Our proposal was to try to create a bold new entry by turning the existing plaza into an outdoor room that would allow the museum to move its many program activities, functions and possibly exhibits—(essentially some of the "life" of the museum) into the plaza. We also proposed making urban connections to the surrounding public spaces—like Tollefson Plaza.
Our design was a collaborative effort. The principals in the firm acted as design critics—but the competition scheme was generated by our associate group and many of our architects—with associates Jim Friesz and Kevin Kudo-King heading the design and management of our design proposal.
While the museum is not yet releasing our entry, there will certainly be a rendering of the project in the near future—and we can get that to you as soon as TAM gives us the word they are ready to release it.
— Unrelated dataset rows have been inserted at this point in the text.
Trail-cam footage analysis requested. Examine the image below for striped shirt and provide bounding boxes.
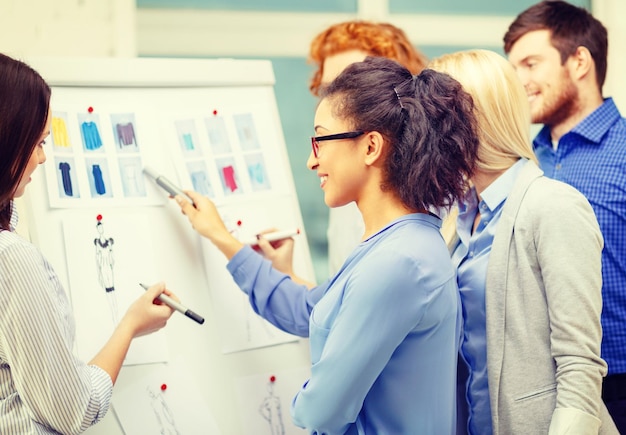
[534,98,626,375]
[0,206,112,434]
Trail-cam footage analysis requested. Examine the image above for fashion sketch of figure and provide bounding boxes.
[94,214,118,324]
[146,386,181,435]
[259,377,285,435]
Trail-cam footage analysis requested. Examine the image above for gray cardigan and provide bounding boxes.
[484,160,617,434]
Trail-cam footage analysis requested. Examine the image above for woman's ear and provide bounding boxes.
[363,131,385,166]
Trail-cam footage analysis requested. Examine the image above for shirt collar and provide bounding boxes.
[479,158,526,213]
[9,201,19,231]
[534,98,621,149]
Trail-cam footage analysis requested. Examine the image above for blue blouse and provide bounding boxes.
[228,213,461,434]
[452,159,525,435]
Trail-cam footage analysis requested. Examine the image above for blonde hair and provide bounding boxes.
[428,49,537,172]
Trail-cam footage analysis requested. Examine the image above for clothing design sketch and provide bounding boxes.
[92,164,106,195]
[182,133,194,151]
[81,121,103,150]
[94,216,118,324]
[51,117,70,147]
[247,160,270,190]
[190,171,212,197]
[58,162,73,196]
[120,160,145,196]
[116,122,137,147]
[147,386,181,435]
[222,165,238,192]
[259,379,285,435]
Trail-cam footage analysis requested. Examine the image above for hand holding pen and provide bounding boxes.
[139,283,205,325]
[143,166,195,205]
[249,228,299,275]
[121,282,177,337]
[174,190,246,260]
[145,169,314,288]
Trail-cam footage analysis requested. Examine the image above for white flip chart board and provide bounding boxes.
[21,56,314,435]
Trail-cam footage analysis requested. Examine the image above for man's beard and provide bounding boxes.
[531,74,579,127]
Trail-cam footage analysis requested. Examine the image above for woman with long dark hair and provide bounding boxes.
[0,53,176,434]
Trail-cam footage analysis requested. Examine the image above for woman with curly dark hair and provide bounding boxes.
[175,56,479,434]
[307,20,430,275]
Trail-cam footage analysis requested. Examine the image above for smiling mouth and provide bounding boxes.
[319,175,327,187]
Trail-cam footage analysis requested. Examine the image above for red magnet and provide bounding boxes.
[96,214,102,222]
[269,375,276,383]
[88,106,94,113]
[212,109,218,116]
[160,383,167,391]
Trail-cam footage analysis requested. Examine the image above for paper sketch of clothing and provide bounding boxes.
[59,162,73,196]
[92,164,106,195]
[94,218,118,324]
[147,386,181,435]
[259,381,285,435]
[245,156,271,191]
[82,121,103,150]
[182,133,194,151]
[116,122,137,147]
[122,165,140,196]
[222,165,238,192]
[190,171,212,197]
[248,163,265,184]
[233,113,260,150]
[52,117,70,147]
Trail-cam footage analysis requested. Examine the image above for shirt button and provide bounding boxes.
[556,163,562,170]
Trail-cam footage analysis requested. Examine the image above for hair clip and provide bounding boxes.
[393,87,405,109]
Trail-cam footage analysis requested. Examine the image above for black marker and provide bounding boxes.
[139,283,205,325]
[143,166,195,205]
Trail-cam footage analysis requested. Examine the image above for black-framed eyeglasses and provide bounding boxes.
[310,131,365,158]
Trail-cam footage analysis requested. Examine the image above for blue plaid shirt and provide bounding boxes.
[534,98,626,375]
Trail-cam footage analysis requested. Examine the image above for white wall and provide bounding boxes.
[593,0,626,110]
[0,0,135,57]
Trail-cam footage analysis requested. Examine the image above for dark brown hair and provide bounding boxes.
[320,56,479,211]
[308,20,428,96]
[0,53,51,230]
[503,0,608,89]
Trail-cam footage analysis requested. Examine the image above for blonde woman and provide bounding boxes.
[429,49,617,434]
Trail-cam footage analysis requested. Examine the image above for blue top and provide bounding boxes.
[534,98,626,375]
[452,159,525,435]
[228,213,461,435]
[81,121,102,150]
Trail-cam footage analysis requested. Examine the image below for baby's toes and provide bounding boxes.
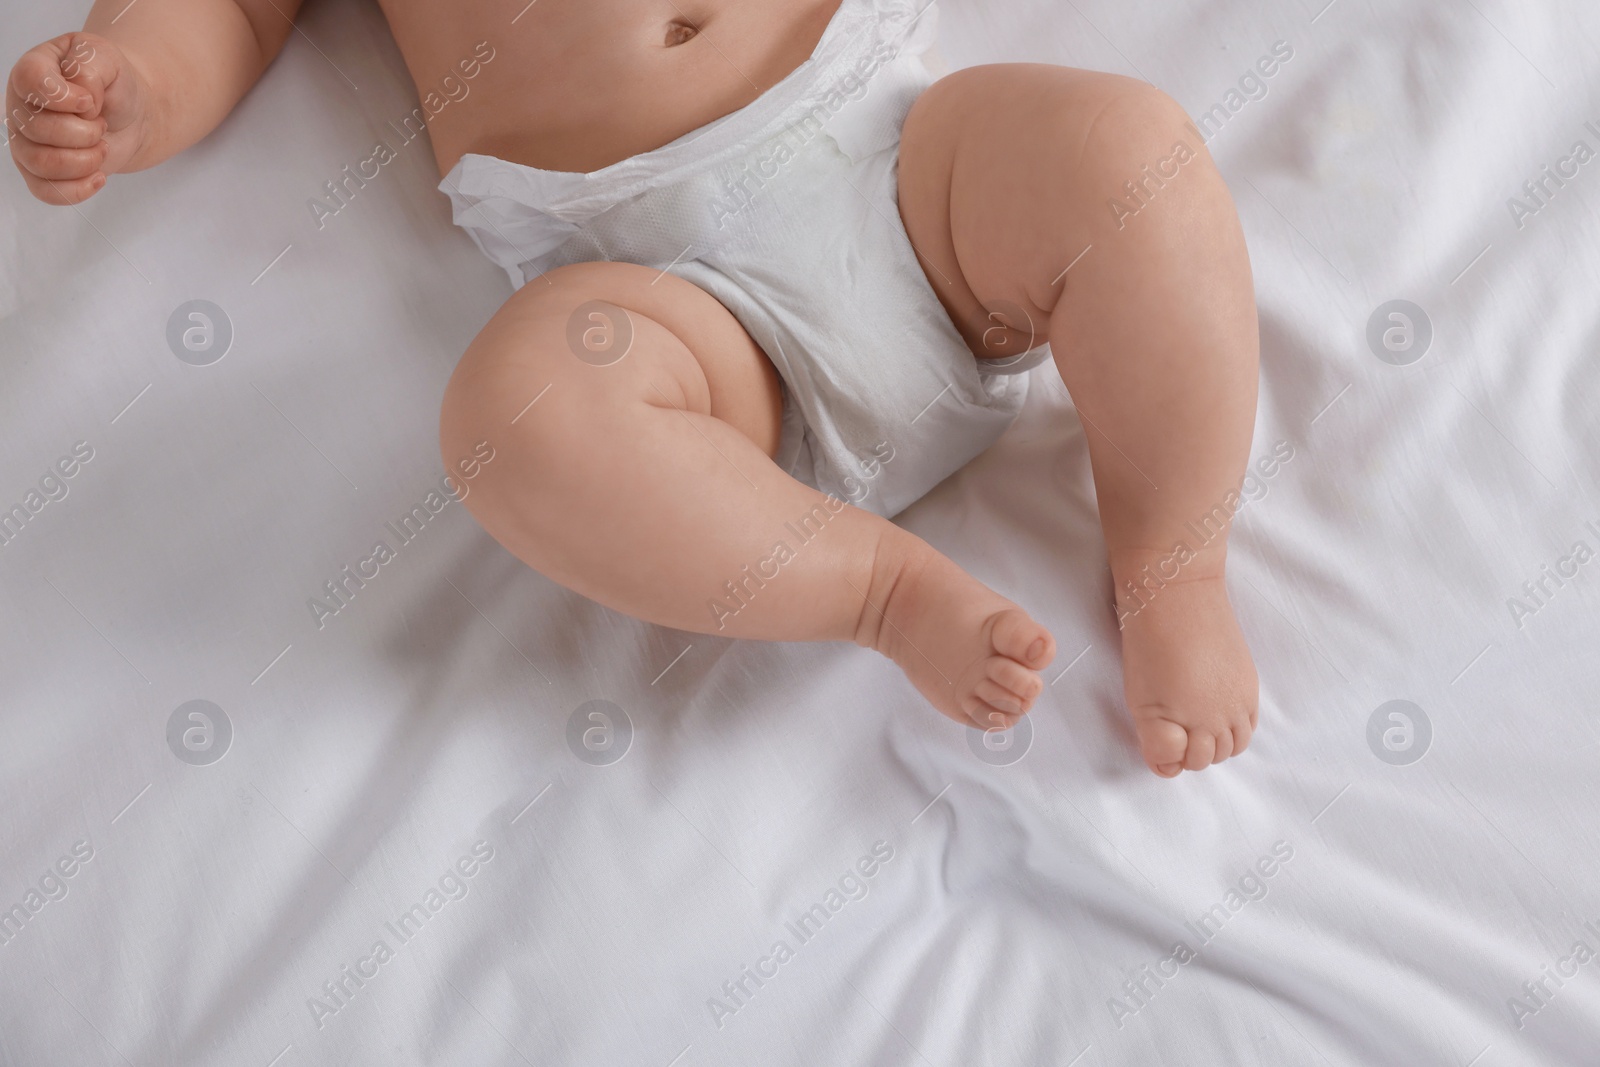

Well, yes. Concepts morph and change in the design process. That's no reason to treat the community like a child that gets obsessed with the first toy put in its hand.
TAM director Stephanie Stebich says she plans to hold public meetings to get input from the community about what they want. But they've already made clear what they want, based on surveying TAM did in advance and posted on its blog so that architects could get a sense of how to structure their designs. The upcoming meetings—without any actual images to discuss—will be exercises in abstraction. Then, TAM will release a model and use it to fundraise the needed $3 million. And at that point, the public will probably complain about whatever it doesn't like, but the design will already be set. What a tortured process.
Nevertheless, good architecture happens in all kinds of ways and in spite of all kinds of weird obstacles. I have high hopes and am glad something is happening to TAM's infamous non-place. That building is close to my heart and it needs a front door.